CP Rank Selection via Sparsity-Inducing Priors

Updated 2 August 2025

The paper presents a sparsity-inducing framework using submodular functions and convex surrogates to accurately recover the CP tensor rank.
It details hierarchical Bayesian techniques and ARD priors that enable group-level shrinkage and automatic relevance determination in multiway data.
The approach balances sparse model order selection with robust estimation through cross-validation, nonconvex regularizers, and scalable variational inference.

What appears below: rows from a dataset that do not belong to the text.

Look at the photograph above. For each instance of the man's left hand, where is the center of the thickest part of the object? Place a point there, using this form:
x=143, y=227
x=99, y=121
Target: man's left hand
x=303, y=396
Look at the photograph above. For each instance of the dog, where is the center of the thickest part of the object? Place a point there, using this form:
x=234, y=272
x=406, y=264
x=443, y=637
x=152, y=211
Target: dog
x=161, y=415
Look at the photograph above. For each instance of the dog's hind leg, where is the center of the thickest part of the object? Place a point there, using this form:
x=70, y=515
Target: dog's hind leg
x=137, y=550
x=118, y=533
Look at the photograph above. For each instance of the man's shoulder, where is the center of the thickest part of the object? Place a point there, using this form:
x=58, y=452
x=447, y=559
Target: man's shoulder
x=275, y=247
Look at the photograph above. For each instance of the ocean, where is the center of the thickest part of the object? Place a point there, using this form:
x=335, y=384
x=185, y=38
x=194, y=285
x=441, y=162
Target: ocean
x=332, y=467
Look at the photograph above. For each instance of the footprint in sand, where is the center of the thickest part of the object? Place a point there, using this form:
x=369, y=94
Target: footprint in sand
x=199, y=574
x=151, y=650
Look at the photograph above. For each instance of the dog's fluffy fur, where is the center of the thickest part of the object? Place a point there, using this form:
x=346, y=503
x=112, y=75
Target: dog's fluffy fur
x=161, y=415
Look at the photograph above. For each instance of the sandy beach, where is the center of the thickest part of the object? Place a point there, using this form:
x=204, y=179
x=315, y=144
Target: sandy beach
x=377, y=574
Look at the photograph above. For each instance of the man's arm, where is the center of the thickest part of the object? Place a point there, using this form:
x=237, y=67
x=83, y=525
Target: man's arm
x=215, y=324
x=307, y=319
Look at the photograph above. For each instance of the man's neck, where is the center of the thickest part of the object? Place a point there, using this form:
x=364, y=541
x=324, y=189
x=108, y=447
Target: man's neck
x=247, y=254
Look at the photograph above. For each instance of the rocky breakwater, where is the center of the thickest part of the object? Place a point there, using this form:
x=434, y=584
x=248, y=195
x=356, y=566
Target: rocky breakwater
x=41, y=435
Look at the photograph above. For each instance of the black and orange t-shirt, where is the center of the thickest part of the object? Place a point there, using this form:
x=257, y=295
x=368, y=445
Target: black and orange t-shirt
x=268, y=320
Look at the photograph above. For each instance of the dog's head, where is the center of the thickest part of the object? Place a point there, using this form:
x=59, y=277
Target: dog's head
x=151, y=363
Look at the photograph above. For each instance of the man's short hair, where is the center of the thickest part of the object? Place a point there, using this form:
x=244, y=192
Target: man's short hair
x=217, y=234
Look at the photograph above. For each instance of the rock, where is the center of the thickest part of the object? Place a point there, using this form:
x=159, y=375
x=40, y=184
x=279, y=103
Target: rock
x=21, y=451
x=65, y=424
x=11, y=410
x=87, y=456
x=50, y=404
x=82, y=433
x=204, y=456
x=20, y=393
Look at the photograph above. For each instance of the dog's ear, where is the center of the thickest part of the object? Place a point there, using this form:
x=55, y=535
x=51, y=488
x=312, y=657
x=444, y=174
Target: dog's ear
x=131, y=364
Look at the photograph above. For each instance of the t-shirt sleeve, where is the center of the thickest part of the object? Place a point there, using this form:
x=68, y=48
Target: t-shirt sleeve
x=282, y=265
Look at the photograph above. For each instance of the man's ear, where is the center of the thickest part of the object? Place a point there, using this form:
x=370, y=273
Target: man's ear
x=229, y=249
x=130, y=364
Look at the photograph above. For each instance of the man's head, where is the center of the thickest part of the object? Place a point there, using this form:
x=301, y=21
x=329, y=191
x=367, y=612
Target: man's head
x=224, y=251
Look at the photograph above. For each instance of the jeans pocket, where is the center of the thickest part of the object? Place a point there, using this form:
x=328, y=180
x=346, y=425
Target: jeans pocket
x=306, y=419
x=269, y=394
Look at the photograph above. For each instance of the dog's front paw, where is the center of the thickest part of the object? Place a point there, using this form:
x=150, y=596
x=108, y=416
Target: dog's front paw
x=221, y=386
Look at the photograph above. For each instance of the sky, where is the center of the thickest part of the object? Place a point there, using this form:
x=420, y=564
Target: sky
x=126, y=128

A sparsity-inducing prior for CP (CANDECOMP/PARAFAC) rank selection is a probabilistic or regularization framework designed to identify a minimal number of nonzero CP tensor components, thus effectively determining the tensor's rank by inducing sparsity in the set of candidate factors. The construction and implementation of such priors connect convex and nonconvex optimization, hierarchical Bayes, submodular analysis, and modern information criteria, and enable automatic or adaptive model order determination in high-dimensional multiway data.

1. Submodular Functions, Convex Envelopes, and Structured Norms

The selection of a small number of active CP tensor factors—a proxy for CP rank—can be approached as a combinatorial selection problem. Instead of directly minimizing the number of nonzero components, structured sparsity-inducing penalties use a set function $F: 2^V \to \mathbb{R}_+$ , where $V$ indexes candidate factors, to encode both sparsity and prior structural constraints. $F$ is chosen to be nondecreasing and submodular (i.e., $F(A) + F(B) \geq F(A \cup B) + F(A \cap B)$ for all $A, B \subseteq V$ ), which generalizes the cardinality function.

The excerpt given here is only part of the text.